Search      Help    Register    Login    Home
Home » Modeling » TMF (Xtext) » Problem with data type rules and terminal rules Xtext 2.0M6
Problem with data type rules and terminal rules Xtext 2.0M6 [message #663419] Mon, 04 April 2011 23:32 Go to next message
Simon Stratmann is currently offline Simon StratmannFriend
Messages: 27
Registered: February 2011
Junior Member
Hi,

I am at a total loss. I cannot post my real grammar, but luckily I was able to reproduce the problem in a mock grammar, so please don't wonder why some of it looks weird.

My grammar is

grammar org.xtext.example.mydsl.MyDsl hidden (WS)
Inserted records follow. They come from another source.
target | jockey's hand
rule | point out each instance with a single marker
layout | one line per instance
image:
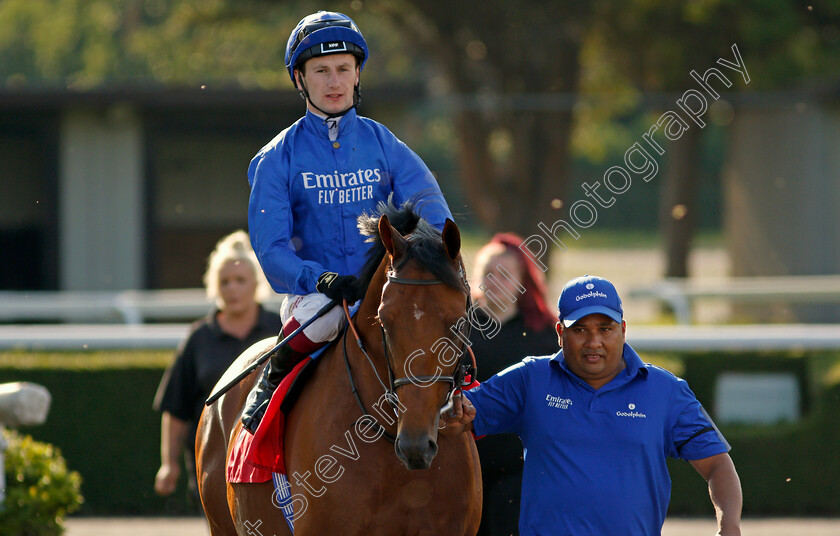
(460, 419)
(339, 287)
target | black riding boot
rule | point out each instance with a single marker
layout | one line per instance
(280, 364)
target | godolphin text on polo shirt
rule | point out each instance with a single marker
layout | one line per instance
(595, 460)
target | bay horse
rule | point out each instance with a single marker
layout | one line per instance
(400, 375)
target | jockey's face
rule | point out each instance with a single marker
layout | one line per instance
(237, 287)
(330, 81)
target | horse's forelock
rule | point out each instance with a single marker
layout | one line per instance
(425, 245)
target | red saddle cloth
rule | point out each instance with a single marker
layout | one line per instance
(254, 457)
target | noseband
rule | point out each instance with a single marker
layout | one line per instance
(393, 383)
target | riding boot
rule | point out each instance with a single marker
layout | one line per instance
(280, 364)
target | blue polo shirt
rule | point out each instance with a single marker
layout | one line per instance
(595, 461)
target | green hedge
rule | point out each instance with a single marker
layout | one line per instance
(101, 418)
(102, 421)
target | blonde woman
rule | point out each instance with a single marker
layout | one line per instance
(235, 282)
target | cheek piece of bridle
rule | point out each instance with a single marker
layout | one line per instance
(455, 381)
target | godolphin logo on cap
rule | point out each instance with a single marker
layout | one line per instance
(588, 295)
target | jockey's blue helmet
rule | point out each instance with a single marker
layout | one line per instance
(324, 32)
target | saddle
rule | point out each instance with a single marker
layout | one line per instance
(253, 458)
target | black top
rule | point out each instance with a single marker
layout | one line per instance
(501, 454)
(510, 345)
(201, 360)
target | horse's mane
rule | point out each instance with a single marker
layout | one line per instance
(425, 244)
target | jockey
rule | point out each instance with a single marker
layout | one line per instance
(312, 181)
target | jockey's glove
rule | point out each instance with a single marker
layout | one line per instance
(339, 287)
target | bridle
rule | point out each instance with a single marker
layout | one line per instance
(455, 380)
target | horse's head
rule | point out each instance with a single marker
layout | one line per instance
(423, 307)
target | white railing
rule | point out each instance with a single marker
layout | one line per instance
(127, 306)
(680, 294)
(730, 338)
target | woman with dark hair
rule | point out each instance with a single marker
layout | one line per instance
(511, 290)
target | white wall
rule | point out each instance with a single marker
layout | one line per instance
(101, 220)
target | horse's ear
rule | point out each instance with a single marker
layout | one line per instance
(451, 239)
(391, 239)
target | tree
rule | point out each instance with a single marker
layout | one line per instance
(510, 68)
(657, 43)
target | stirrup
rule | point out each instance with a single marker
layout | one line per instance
(257, 401)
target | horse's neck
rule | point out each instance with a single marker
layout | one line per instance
(365, 319)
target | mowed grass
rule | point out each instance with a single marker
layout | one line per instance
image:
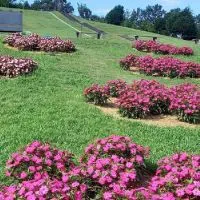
(48, 105)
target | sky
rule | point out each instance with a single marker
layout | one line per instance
(102, 7)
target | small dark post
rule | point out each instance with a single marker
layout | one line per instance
(155, 38)
(98, 35)
(77, 34)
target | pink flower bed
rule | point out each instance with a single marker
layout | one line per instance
(116, 87)
(115, 165)
(128, 61)
(97, 94)
(164, 66)
(177, 177)
(153, 46)
(145, 97)
(12, 67)
(110, 168)
(185, 102)
(34, 42)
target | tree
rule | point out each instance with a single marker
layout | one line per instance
(116, 15)
(153, 13)
(67, 7)
(36, 5)
(7, 3)
(26, 5)
(84, 11)
(181, 22)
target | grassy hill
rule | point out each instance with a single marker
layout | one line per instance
(48, 105)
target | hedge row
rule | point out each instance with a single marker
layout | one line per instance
(110, 168)
(144, 98)
(163, 66)
(153, 46)
(35, 42)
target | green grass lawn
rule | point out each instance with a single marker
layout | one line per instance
(48, 105)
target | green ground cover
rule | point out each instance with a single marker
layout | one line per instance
(48, 105)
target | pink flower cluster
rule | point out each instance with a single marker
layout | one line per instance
(116, 87)
(41, 158)
(35, 42)
(110, 168)
(128, 61)
(97, 94)
(177, 177)
(163, 66)
(148, 97)
(185, 102)
(43, 173)
(168, 66)
(13, 67)
(153, 46)
(143, 98)
(115, 165)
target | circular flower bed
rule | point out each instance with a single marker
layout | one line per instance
(164, 66)
(185, 102)
(145, 98)
(12, 67)
(153, 46)
(110, 168)
(34, 42)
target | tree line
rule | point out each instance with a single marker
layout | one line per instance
(177, 22)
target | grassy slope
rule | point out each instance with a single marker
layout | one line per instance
(48, 105)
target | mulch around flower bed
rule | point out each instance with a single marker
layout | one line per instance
(36, 52)
(157, 120)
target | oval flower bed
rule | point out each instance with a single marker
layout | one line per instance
(148, 98)
(110, 168)
(12, 67)
(163, 66)
(34, 42)
(153, 46)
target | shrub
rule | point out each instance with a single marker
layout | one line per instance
(97, 94)
(27, 43)
(128, 61)
(168, 66)
(177, 177)
(116, 87)
(56, 45)
(13, 67)
(34, 42)
(115, 165)
(164, 66)
(110, 168)
(144, 98)
(153, 46)
(38, 159)
(185, 102)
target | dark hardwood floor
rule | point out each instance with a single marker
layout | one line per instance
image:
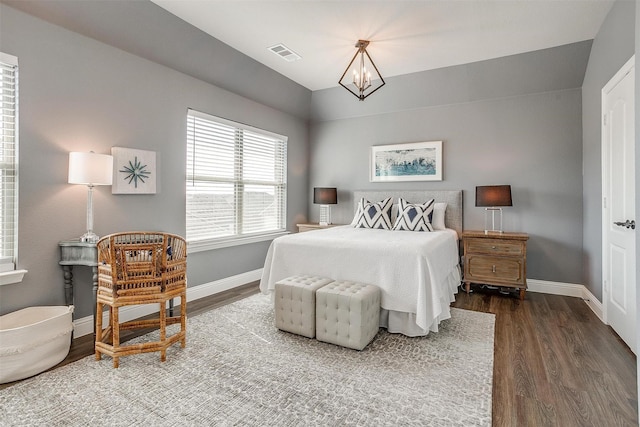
(555, 363)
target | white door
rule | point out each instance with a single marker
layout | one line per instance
(618, 176)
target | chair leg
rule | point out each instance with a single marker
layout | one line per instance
(115, 331)
(163, 329)
(183, 319)
(98, 321)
generate myDsl "http://www.xtext.org/example/mydsl/MyDsl"
import "http://www.eclipse.org/emf/2002/Ecore" as ecore

Model:
	test+=Test*;
	
Test:
	new_attribute | new_item | referral_test| chartest;

chartest :
	"char" c=CHARACTER
;
	
Referable:
	item_name | attribute_name
;
	
new_item :
	"item" name=item_name;

item_name :
	name=IDENTIFIER;

new_attribute :
	"attribute" name=attribute_name;

attribute_name :
	name=IDENTIFIER;
	
referral_test :
	"use" first=[Referable|IDENTIFIER] "'" second=[Referable|IDENTIFIER]
;

CHARACTER:
//Not a terminal rule so it does not consume the ' for attribute access 
	"'" ("a" | "b" | "c" | "d" | "e" | "f" | "g" | "h" | "i" | "j" | "k" | "l" | "m" | "n" | "o" | "p")
	"'";

terminal IDENTIFIER:
	('a'..'z' | 'A'..'Z')*;


terminal WS:
	' ' | '\t' | '\n' | '\r';


I need to be able to use constructs like "item'attribute" on the one hand and on the other hand characters like 'x'. For the character rule not to consume the "a" in "item'attribute" I tried changing it to a data type rule.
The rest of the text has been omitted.